When are water supplies deemed to be sufficient?
If there is around 3000m^3 per person available. This included virtually the whole of America, Russia, and Scandinavia. Also, surprisingly, Australia despite being a very drought-prone area.
What physical factors affect water supply at a macro-scale?
At a macro-scale, climate determines the global distribution of water supply by means of annual and seasonal distribution of precipitation. Precipitation varies globally as a result of atmospheric pressure systems, with low pressure systems having the highest total rainfalls, and high pressure systems having the lowest total rainfall. Seasonality of rainfall distribution is also important, as well as its reliability and availability for use as a water supply. A study of the Sahel shows that lower annual totals of rainfall often have greater variation and therefore poorer reliability of supply. Short-term climate change (e.g ENSO) also exacerbates the water security situation.

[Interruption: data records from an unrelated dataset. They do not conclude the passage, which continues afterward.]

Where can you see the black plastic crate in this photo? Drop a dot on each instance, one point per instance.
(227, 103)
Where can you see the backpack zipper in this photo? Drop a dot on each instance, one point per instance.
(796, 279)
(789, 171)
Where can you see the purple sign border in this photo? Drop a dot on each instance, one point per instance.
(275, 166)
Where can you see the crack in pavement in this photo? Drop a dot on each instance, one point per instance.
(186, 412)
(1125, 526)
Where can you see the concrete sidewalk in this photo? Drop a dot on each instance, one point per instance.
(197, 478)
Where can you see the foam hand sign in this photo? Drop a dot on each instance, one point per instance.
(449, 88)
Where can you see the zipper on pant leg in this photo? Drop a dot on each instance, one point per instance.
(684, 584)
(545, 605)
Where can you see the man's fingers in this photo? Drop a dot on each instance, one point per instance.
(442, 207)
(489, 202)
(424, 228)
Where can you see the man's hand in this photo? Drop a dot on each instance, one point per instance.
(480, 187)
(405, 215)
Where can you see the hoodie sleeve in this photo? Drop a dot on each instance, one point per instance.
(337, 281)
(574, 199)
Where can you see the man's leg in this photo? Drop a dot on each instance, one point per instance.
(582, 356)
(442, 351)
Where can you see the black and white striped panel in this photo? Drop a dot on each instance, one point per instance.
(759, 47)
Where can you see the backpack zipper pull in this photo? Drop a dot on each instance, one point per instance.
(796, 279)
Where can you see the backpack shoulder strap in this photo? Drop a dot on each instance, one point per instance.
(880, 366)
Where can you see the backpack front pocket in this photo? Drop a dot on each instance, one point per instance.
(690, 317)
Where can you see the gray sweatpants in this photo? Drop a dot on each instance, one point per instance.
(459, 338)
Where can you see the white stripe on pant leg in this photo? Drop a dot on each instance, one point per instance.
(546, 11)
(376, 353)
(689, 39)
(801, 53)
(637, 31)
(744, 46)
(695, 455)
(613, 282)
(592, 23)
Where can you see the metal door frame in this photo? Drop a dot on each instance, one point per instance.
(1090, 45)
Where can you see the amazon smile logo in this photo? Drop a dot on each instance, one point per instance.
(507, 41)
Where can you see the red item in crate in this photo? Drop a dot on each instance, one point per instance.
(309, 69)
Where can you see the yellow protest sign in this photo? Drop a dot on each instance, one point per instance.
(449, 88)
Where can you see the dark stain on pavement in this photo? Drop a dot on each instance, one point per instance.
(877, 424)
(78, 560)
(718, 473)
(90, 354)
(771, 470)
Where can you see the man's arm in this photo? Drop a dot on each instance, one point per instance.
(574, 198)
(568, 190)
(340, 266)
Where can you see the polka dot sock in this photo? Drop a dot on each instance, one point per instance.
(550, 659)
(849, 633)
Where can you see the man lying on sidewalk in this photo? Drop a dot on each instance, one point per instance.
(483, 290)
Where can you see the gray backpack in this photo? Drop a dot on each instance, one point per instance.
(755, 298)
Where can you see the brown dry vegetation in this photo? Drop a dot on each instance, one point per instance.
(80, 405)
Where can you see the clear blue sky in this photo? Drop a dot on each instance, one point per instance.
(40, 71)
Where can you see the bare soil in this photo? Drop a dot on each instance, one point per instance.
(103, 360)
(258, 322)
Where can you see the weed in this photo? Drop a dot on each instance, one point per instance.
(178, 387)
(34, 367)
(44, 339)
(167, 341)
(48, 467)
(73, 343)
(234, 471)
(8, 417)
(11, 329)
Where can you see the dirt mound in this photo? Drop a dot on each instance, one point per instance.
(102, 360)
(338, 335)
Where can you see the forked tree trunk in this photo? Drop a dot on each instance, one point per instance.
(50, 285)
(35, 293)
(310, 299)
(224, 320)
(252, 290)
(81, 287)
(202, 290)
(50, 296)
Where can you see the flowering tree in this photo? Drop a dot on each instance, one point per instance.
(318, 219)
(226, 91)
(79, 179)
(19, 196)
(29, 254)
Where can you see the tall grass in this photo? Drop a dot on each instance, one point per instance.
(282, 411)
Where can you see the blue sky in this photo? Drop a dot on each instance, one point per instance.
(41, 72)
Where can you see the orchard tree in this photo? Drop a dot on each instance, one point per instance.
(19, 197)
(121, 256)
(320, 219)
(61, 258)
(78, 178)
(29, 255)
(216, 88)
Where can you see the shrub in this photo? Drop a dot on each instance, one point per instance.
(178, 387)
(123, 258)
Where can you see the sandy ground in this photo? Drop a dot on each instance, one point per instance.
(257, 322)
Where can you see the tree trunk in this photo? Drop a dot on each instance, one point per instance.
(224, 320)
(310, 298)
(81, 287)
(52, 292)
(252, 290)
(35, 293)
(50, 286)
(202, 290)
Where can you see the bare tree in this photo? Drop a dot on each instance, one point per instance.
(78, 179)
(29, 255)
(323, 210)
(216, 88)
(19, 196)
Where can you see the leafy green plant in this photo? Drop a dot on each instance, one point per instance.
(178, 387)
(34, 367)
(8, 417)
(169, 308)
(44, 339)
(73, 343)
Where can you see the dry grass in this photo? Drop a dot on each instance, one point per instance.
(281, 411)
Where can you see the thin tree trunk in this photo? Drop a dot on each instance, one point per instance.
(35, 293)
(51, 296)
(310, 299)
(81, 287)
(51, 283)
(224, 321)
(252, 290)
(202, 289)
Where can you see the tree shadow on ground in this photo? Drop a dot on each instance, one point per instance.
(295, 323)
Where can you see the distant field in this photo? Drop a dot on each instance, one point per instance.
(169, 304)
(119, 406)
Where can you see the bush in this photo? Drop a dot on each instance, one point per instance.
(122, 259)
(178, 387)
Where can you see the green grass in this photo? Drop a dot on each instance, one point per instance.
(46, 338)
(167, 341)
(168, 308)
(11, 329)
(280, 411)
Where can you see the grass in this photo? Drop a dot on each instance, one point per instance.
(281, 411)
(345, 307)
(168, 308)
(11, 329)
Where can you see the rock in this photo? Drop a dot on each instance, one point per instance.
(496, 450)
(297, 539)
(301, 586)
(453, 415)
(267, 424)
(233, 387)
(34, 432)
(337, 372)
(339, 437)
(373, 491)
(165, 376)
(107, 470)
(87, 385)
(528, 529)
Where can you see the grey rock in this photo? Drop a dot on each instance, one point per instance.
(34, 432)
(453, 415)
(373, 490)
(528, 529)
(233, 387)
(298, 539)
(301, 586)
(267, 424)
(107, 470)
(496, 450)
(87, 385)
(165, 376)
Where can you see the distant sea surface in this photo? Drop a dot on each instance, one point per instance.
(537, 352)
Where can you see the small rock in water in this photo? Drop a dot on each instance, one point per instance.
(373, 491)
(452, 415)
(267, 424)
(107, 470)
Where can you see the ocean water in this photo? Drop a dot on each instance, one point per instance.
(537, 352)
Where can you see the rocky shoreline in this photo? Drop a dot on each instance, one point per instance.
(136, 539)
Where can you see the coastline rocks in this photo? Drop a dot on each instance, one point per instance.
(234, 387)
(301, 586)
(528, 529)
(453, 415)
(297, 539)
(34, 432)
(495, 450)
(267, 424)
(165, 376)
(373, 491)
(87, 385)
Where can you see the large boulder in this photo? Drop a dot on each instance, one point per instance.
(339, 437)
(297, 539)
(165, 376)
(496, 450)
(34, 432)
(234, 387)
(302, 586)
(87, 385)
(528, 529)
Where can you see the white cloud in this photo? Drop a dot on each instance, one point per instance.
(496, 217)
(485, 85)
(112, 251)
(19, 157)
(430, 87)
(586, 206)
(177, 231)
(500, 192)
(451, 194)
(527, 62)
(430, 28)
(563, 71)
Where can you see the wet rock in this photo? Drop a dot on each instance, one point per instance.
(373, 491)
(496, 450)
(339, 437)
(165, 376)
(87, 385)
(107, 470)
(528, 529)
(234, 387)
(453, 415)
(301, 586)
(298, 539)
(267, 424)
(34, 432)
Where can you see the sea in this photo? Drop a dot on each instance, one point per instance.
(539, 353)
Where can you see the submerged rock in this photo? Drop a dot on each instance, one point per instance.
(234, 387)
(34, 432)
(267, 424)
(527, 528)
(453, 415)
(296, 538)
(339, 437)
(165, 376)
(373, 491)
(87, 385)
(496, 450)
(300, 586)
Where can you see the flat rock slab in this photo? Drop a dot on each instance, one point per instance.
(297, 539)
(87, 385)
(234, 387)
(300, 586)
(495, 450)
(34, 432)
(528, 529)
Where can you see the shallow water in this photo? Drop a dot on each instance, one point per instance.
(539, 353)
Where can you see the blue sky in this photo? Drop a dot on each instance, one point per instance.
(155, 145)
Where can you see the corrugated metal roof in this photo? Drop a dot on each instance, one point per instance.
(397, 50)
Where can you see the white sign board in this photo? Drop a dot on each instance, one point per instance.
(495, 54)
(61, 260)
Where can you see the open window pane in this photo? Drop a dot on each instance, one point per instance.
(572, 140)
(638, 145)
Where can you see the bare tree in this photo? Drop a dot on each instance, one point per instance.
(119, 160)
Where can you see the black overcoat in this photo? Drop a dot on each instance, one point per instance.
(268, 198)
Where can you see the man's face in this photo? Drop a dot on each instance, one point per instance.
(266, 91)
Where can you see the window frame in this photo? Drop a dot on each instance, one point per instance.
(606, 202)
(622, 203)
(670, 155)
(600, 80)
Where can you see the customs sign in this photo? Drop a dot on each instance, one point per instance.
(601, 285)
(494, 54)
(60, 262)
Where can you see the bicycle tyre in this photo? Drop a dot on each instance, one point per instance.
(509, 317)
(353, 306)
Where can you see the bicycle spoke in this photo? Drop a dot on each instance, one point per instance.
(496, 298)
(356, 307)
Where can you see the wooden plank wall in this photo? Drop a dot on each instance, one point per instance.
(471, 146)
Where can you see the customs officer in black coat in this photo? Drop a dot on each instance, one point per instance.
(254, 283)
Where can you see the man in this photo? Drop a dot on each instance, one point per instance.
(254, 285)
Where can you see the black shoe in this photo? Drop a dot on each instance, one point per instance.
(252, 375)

What is physical water scarcity?
More than 75% of a country or regions blue water flows are being used, this currently applies to around 25% of the world’s population. Some countries in the Middle East are using up to 4% more than their water supply and therefore have to rely on desalination.
What is economic water scarcity?
This occurs when the development of blue water sources is limited by a lack of capital, technology and good governance. Around 1 billion people currently have satisfactory physical availability but can only access 25% of the water supplies because of the high levels of poverty prevalent in these developing countries. Solutions may be reliant on privatisation.
What physical factors affect water supply on a regional scale?
Topography as well as distance from the sea have significant impacts. High relief promotes increased precipitation and rapid run off, but at the same time it may provide greater opportunities for surface water storage in natural lakes and artificial reservoirs, especially when it is combined with impermeable geology. Snowfall and glaciers can also be extremely important locally, as in the Andes where climate warming has led to widespread melting, diminishing the cryosphere storage and threatening water supplies for La Paz-El Alto.
What affect does the worlds major river systems have on water supply?
Major river systems store large quantities of water and also transfer it across continents. The Amazon, for example, has an average discharge of 175,000m^3/s from its catchment shared by Brazil and six other South American countries. Recent droughts in 2005 and 2010, with a dry period in between them, covered an area twice the size of California, and hugely impacted Brazil’s water supply. Main channel flows were at an all time low, many tributaries were completely dry, and record sea temperatures off the north-eastern coast of Brazil.
What effect does geology have on the water supply?
Geology controls the distribution of aquifers that provide the groundwater storage. Permeable chalk and porous sandstones can store vast quantities of water underground, which is valuable because it isn’t subject to evaporation loss. The supply comes from springs but can also be accessed by wells. They give an even supply throughout the year, despite the uneven distribution and variability of rainfall - provided that they’re not overused by demand rising at a faster rate than they can be replenished at. Currently, there is an issue with over-digging wells to reach aquifers, causing the water table to fall.
How do human factors influence the security of water supplies?
Human activities can lead both to diminishing supply and rising demands. Humans can also impact on both the quantity of available water and its quality.